Security researcher and iOS developer duo Mysk revealed on Monday that Apple’s iOS 16.1 allows certain apps to bypass virtual private network (VPN) tunnels.
Earlier this month, Mysk said iOS 16 exchanges data with Apple services outside active VPN networks and leaks DNS requests. Following the release of iOS 16.1, the duo ran tests and found that the update had exacerbated the issue.
“Now push notifications also bypass the VPN in the standard mode. The Lockdown Mode is the same,” Mysk wrote on Twitter. Push notifications are alerts that pop up on your phone, displaying updates from apps like email and social media.
Thankfully, it appears only Apple services can bypass a VPN connection. These Apple services include the Apple Store, Health, Maps, Wallet, and more.
Data Leaks Outside of VPN Tunnels
On October 12, the Mysk team found that Apple’s iOS 16, which comes with enhanced security features like Lockdown Mode, leaked traffic outside an active VPN tunnel. Lockdown Mode is designed to protect journalists, activists, and high-profile figures from cybercriminal malware such as Pegasus.
Technically, the leak means Apple services can communicate DNS queries outside of a user’s VPN connection, exposing their real IP address and other data.
“iOS allows DNS requests to escape the VPN tunnel, This is bad!” the researchers noted in a video.
Mysk researchers used ProtonVPN and Wireshark to demonstrate that iOS 16 devices can leak data outside a VPN connection. Wireshark is a free data traffic capture software that can display and record all connections going in and out of a device connected to the internet.
“Most of these connections are short-lived and eventually re-established through the VPN tunnel on their own.
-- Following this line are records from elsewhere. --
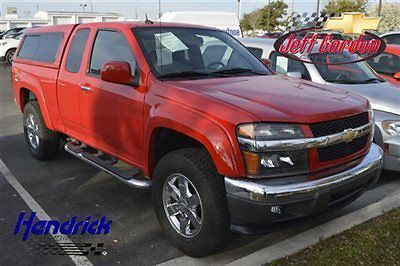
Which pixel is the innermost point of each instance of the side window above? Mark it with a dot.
(282, 65)
(385, 63)
(76, 50)
(110, 46)
(41, 47)
(256, 51)
(29, 46)
(392, 39)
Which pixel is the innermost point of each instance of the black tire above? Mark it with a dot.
(9, 56)
(196, 165)
(49, 141)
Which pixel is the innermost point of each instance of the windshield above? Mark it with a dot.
(353, 73)
(188, 53)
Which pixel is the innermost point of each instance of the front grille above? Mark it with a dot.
(336, 126)
(341, 150)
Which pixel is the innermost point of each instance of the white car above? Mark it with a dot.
(355, 77)
(7, 49)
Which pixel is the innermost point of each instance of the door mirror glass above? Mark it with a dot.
(119, 72)
(266, 62)
(296, 75)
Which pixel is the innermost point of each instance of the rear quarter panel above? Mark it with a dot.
(41, 78)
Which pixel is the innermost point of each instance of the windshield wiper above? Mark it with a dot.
(236, 71)
(345, 81)
(372, 79)
(185, 74)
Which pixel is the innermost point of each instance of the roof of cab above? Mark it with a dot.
(120, 24)
(393, 48)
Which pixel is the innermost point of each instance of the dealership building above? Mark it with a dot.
(43, 18)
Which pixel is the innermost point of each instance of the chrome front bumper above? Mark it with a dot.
(270, 191)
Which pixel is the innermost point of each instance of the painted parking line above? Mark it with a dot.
(40, 213)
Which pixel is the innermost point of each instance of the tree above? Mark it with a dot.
(260, 19)
(390, 16)
(339, 6)
(252, 21)
(276, 11)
However, some are long-lasting and can remain open for minutes to hours outside the VPN tunnel. But if you use Proton VPN while connected to public WiFi, your sensitive traffic still cannot be monitored,” ProtonVPN explained in a blog post.
ProtonVPN said it has raised this issue repeatedly to Apple, but the company said it is to be “expected.”
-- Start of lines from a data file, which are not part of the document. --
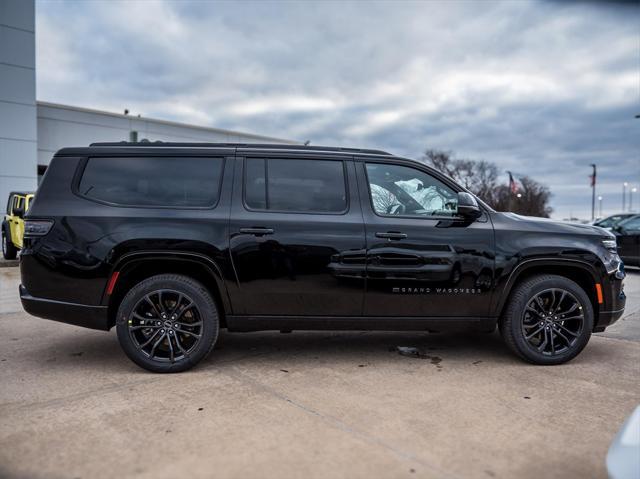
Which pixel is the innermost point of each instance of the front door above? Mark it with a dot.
(297, 238)
(422, 258)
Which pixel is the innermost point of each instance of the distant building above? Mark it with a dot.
(32, 131)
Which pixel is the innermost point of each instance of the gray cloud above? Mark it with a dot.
(542, 88)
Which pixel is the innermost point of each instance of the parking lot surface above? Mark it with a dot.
(309, 404)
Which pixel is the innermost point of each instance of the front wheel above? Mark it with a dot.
(167, 323)
(548, 320)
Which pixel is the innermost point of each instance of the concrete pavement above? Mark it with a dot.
(306, 405)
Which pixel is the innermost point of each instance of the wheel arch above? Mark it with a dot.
(578, 271)
(135, 267)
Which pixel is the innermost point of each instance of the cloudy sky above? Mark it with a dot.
(542, 88)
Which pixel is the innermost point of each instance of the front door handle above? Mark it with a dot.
(391, 235)
(257, 231)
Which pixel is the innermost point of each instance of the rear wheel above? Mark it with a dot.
(548, 320)
(9, 251)
(167, 323)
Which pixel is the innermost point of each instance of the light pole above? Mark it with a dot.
(599, 206)
(593, 193)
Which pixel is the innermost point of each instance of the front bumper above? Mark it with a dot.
(94, 317)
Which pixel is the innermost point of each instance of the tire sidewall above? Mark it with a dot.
(203, 301)
(9, 251)
(530, 291)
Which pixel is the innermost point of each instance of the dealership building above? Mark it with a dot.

“We call on Apple to make a fully secure online experience accessible to everyone, not just those who enroll in proprietary remote device management framework designed for enterprises,” Proton wrote.
It is unclear if this issue will be addressed in Apple’s upcoming iOS 16.2 update, which is currently in beta testing.
Android Also Leaks Data
This VPN bypass vulnerability is not exclusive to Apple’s devices. Mysk researchers said Android devices also send data to Google services outside of a VPN tunnel. This happens even when users toggle “Always on” and “Block Connections without VPN.”
Earlier this month, Swedish VPN provider Mullvad VPN revealed that Android leaks information outside a VPN tunnel. The leaked data include IP addresses, HTTPS traffic, and DNS lookups.
In tests with Wireshark, Mysk found that their public IP address, which a VPN should obfuscate, was exposed on Android. Your public IP address can reveal your location.
The fact that Android and iOS devices leak data outside of a VPN tunnel is cause for concern, as plain-text DNS requests are susceptible to hacking. However, it is unlikely a hacker would attempt to de-anonymize this information unless you are a high-value target.
VPNs do not leak browsing information or expose your credentials. However, your internet service provider or a third party could gain access to DNS query information in transit, which is a privacy concern.